The new county council contract with Sodexo started this week and in the first two days 350 meals arrived late.
The Sodexo contract replaces the previous five-year deal with the WRVS, which was worth £15m.
Both the Conservative-run county council and Sodexo have apologised for the problems.'Heart breaking'
Hazel Jeffery said when her elderly mother's meals on wheels lunch arrived both stone cold and late on Tuesday, she was left in tears.
Mrs Jeffery said receiving the meals on wheels service had been the first time her 90-year-old mother had ever had to rely on anybody.
"She was crying," said Mrs Jeffery. "It was heart breaking. To see how upset she was by this episode makes me seethe with frustration.
"Knowing she has a hot meal at lunchtime is vital for both of us," Mrs Jeffery said.
Bob Kilvington, whose father-in-law receives meals on wheels in the Chelmsford area, told how on Monday the meal that was meant to arrive between 11:45 BST and 13:45 finally arrived at 16:20.
Meals on Wheels in Essex
- In the past two years, the number of people in Essex taking meals on wheels has fallen from about 1,600 to about 1,300
- Meals on wheels service users currently pay £3.50 per meal. The county council said that could be reviewed
- WRVS did not bid for the new three-year contract which started this week
- The number of van rounds has been reduced from 54 to 38
"He lives alone, he's confined to the house and he's dependent on carers and meals on wheels," said Mr Kilvington. "Without those, he can't survive."
Peter Martin, leader of the county council, said: "One late visit is unacceptable.

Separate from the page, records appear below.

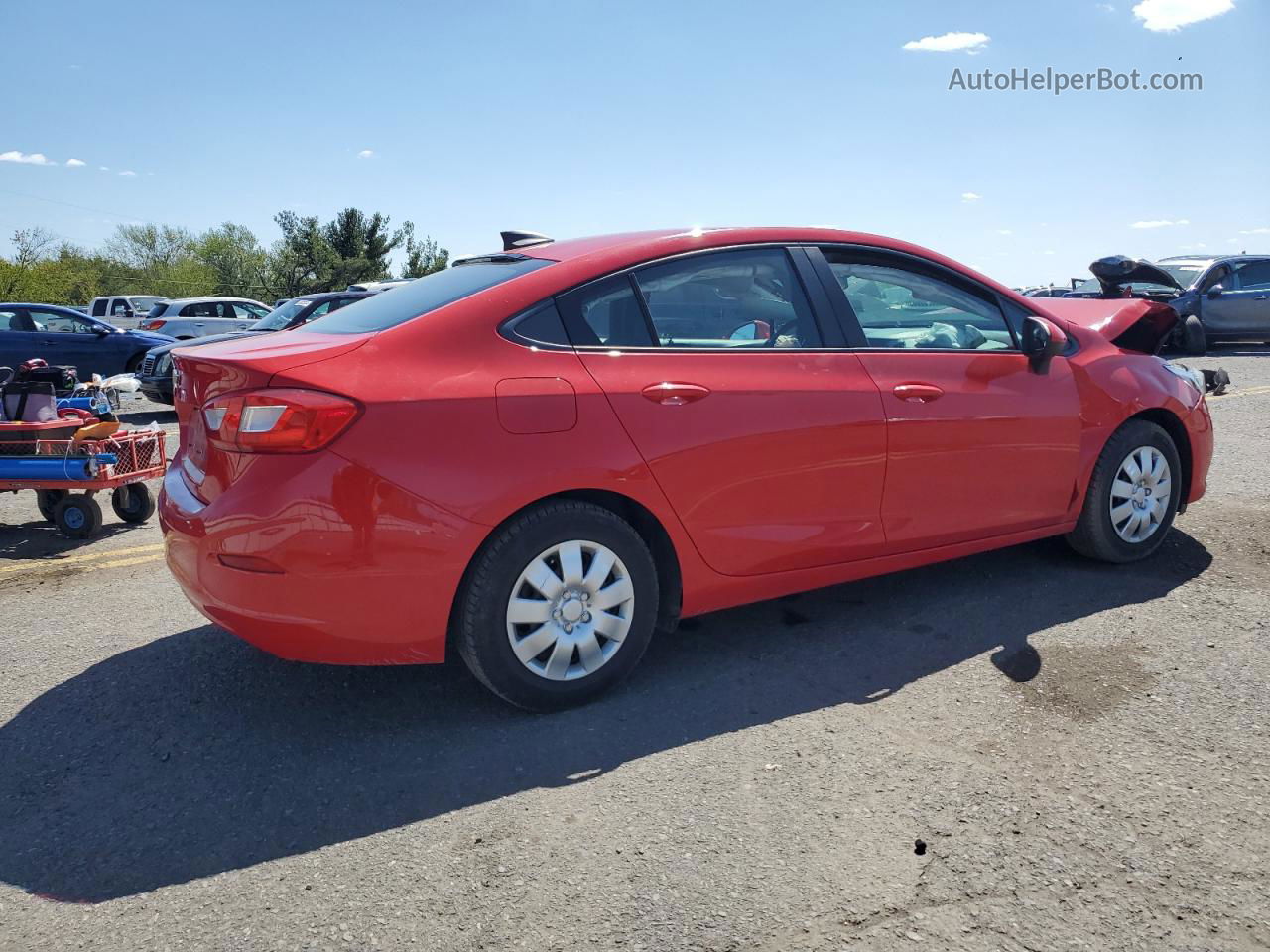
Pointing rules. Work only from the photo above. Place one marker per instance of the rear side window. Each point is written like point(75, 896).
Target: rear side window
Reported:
point(1254, 276)
point(422, 295)
point(606, 313)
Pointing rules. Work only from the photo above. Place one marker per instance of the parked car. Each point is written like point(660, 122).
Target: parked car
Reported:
point(538, 456)
point(155, 372)
point(62, 335)
point(377, 286)
point(199, 316)
point(123, 309)
point(1216, 298)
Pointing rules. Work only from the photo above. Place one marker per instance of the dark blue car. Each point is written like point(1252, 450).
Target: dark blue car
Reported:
point(64, 336)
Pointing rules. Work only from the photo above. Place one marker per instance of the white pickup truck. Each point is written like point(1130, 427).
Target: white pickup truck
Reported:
point(123, 309)
point(200, 316)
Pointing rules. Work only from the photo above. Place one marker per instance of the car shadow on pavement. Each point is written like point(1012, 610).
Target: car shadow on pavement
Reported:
point(195, 754)
point(42, 539)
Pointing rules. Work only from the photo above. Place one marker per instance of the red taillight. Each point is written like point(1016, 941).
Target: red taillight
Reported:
point(284, 420)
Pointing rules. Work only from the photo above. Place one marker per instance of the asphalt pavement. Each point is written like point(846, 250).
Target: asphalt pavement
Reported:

We apologise for the mistakes and late deliveries that have taken place to date.
"We are doing everything we can to put this right."
Problems with ovens and vans were partly to blame, said Mr Martin.
Asked how the quality of the meals on wheels service could be maintained under a contract worth £1m less, Mr Martin said it was a "different type of contract".
He said rather than meals being cooked at base and then taken out, Sodexo was cooking meals en-route in a van-based oven which meant lunches were ready when the drivers arrived.
He said quality was more important that contract price for the county council, and in deciding who to award the contract to, the authority had placed 60% of the emphasis on quality and 40% on price.
County council staff are now travelling out on the vans with Sodexo drivers to monitor the situation, said Mr Martin.
A Sodexo spokesperson said: "There were improvements yesterday [Tuesday], but the new service is still bedding down and we can only apologise again to those affected by delays and to their families.
"We will continue to make resolving the issue of late deliveries in some parts of the county our top priority."